In the Kharkiv region, martyred by missiles and artillery, according to the Ministry of Culture, the heritage suffered 88 damage, almost a third of the entire Ukraine. On March 14, they demolished the Maslovsky merchant’s house, built in 1911 by the architect Moses Meletinsky who built the Moscow Metro in the 1930s. The list is long: from the Philharmonic to the Museum of Art, from the House of Writers “Slovo” to the Cathedral of the Assumption of the seventeenth century and the Choral Synagogue; from the Church of Sant’Antonio to that of the Beata Regina Tamara.

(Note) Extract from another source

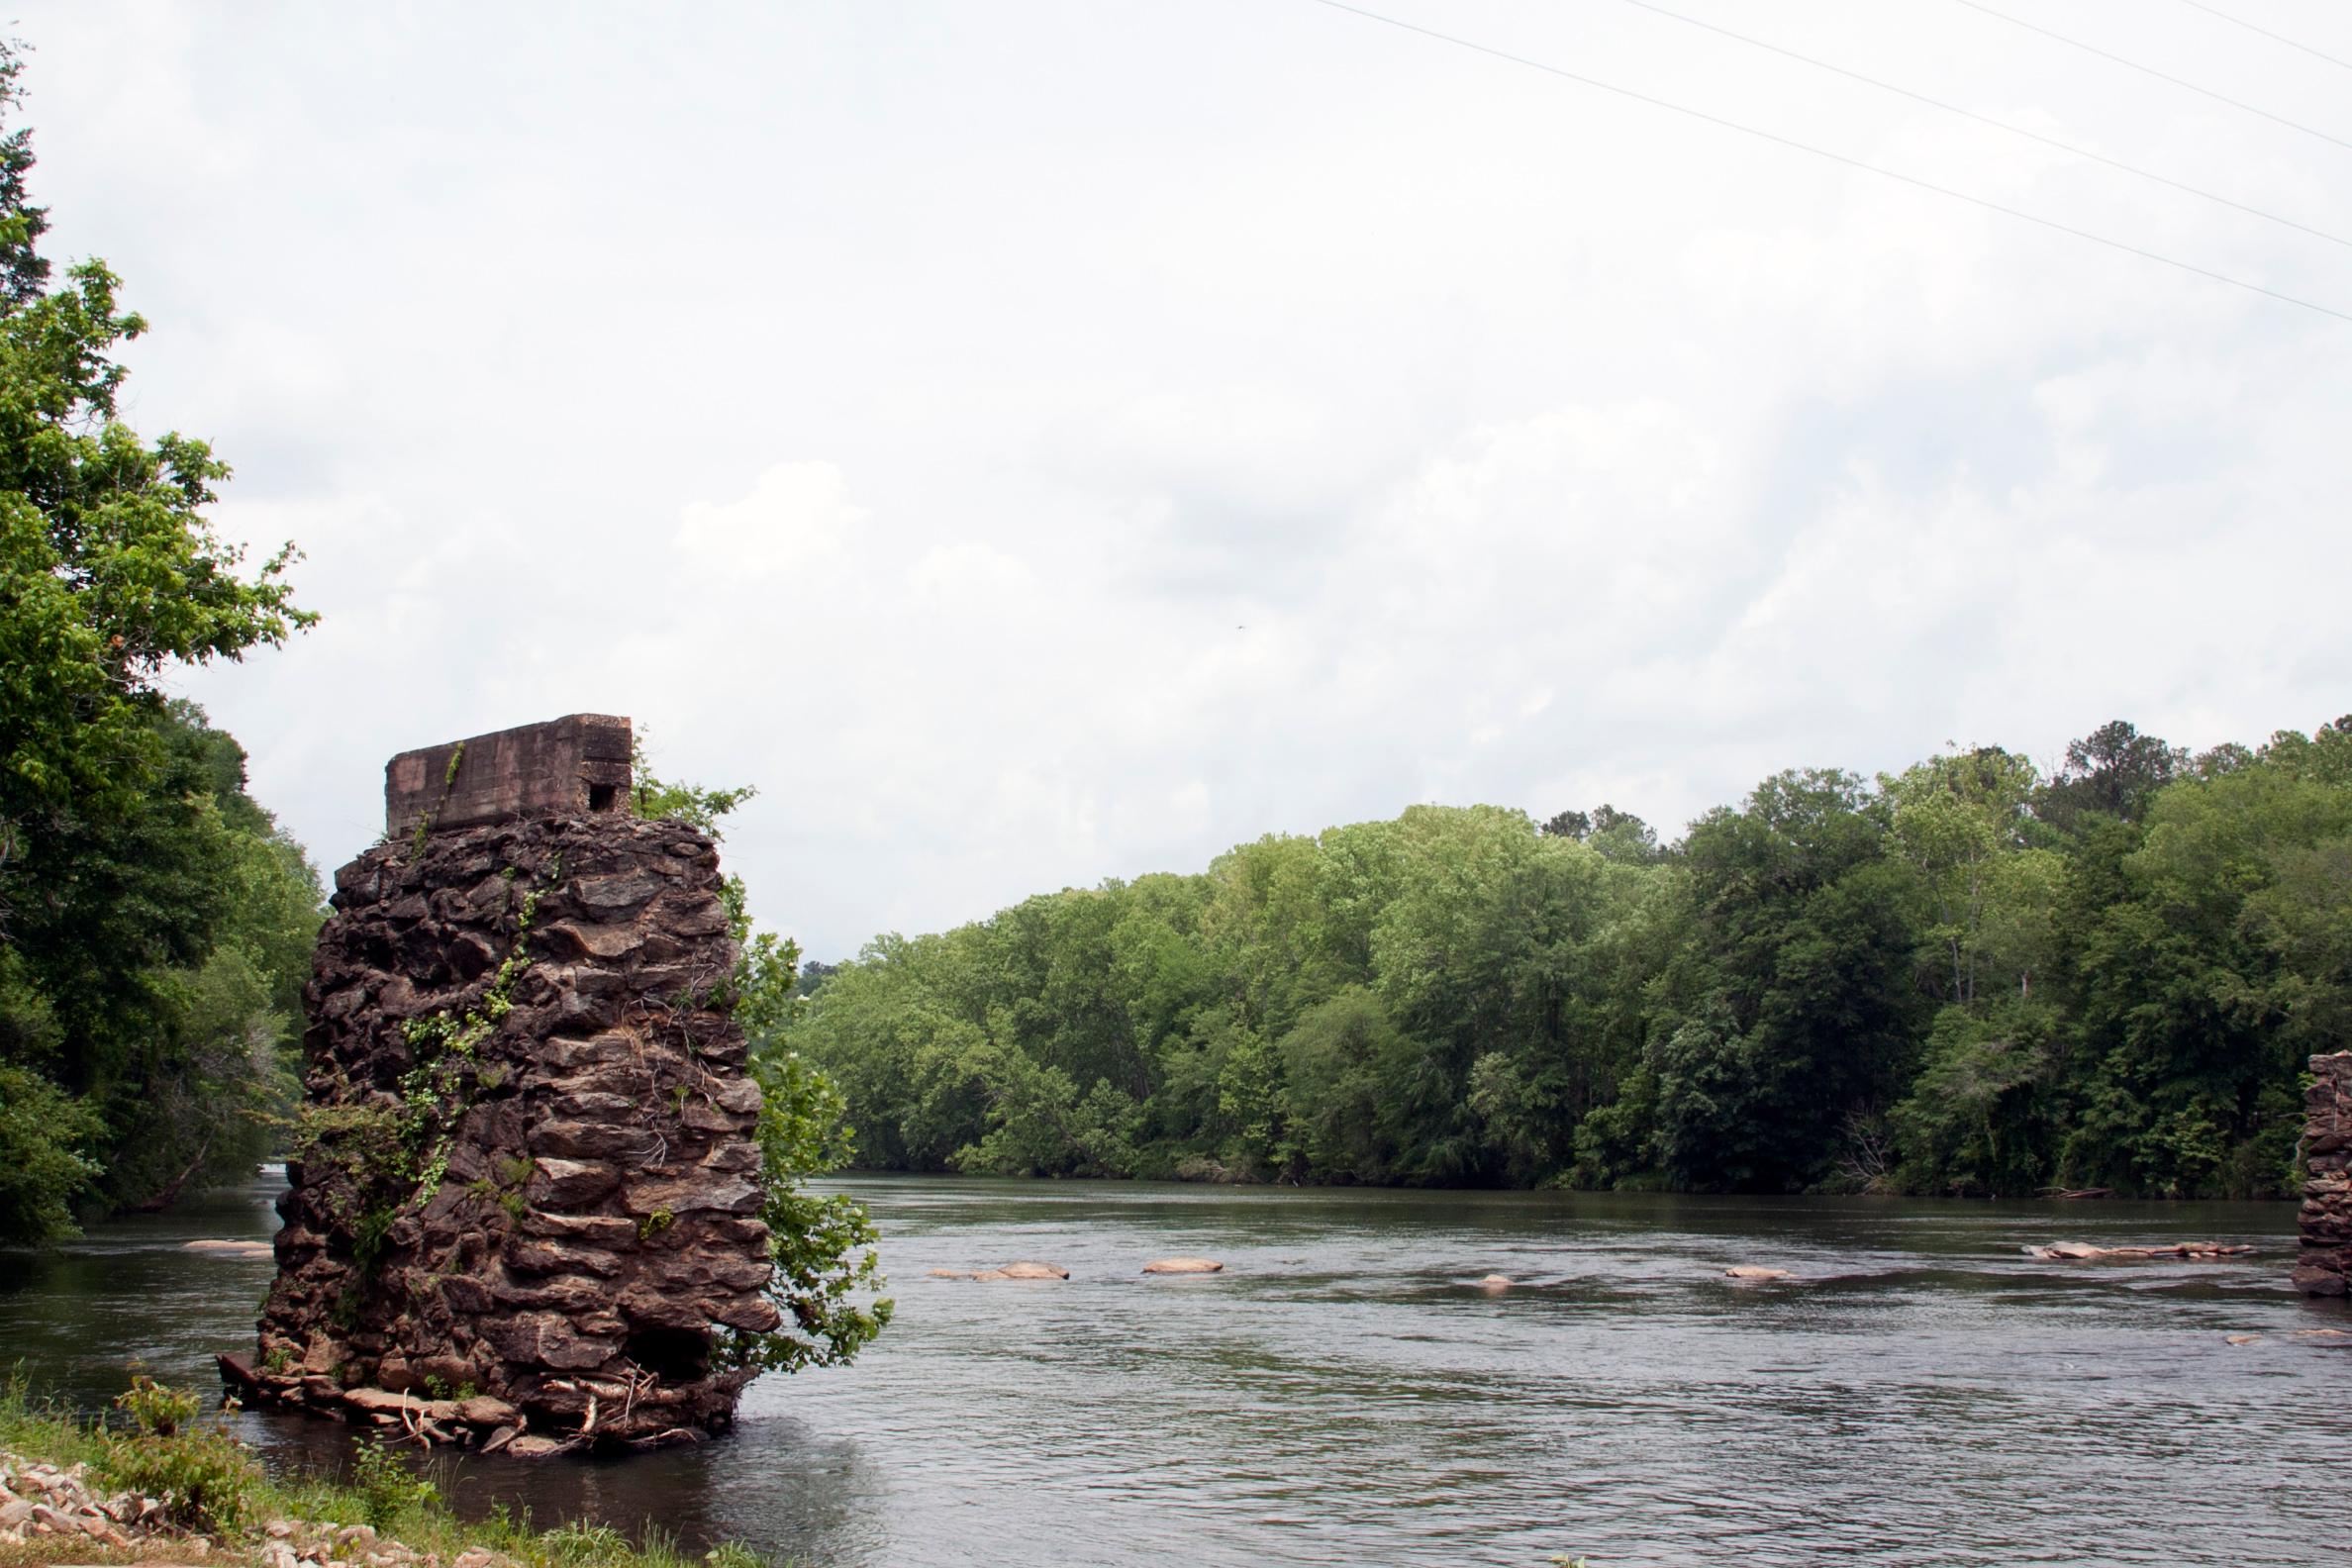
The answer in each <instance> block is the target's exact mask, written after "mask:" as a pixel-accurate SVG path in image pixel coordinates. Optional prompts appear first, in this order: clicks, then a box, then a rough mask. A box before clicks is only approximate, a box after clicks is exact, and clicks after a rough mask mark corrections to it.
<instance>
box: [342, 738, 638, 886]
mask: <svg viewBox="0 0 2352 1568" xmlns="http://www.w3.org/2000/svg"><path fill="white" fill-rule="evenodd" d="M628 752H630V724H628V719H621V717H612V715H602V712H574V715H569V717H562V719H550V722H546V724H524V726H520V729H501V731H496V733H489V736H468V738H466V741H449V743H445V745H426V748H419V750H414V752H400V755H397V757H393V759H390V762H388V764H386V766H383V832H386V837H388V839H407V837H409V835H414V832H416V825H419V823H423V825H426V832H428V835H437V832H459V830H463V827H485V825H489V823H513V820H522V818H541V816H588V813H607V811H626V806H628V790H630V766H628ZM336 886H339V889H341V882H339V884H336Z"/></svg>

The bombs went to look for the museum of the Khortytsia Cossack Island in Zaporozhzhye: an iconic place for every Ukrainian. Retreating from Trostyanets, the Russians burned down the house of the Koenig estate manager, national museum. The Borodyanka Museum of Local Lore was hit by an air strike like the ancient church in Volnovakha, Donbass. In Chernihiv they did not spare either the Cathedral of the Transfiguration (11th century), nor Saint Catherine (18th century), and not even the Monastery of the Assumption of Elets (11th century).

What they don’t destroy, they steal. The most painful case is the treasure of the Scythians, the gold jewels stolen from the museum. But in March the most precious collections also disappeared from the museums of Zaporozhzhye, and the Mariupol city council accuses the Russians of having stolen “more than two thousand artifacts” from the museums of the martyr city, including “a unique handwritten scroll of the Torah. “and” the Gospel of 1811 made by the Venetian Printing House for the Greeks of Mariupol “. Worse than the Huns.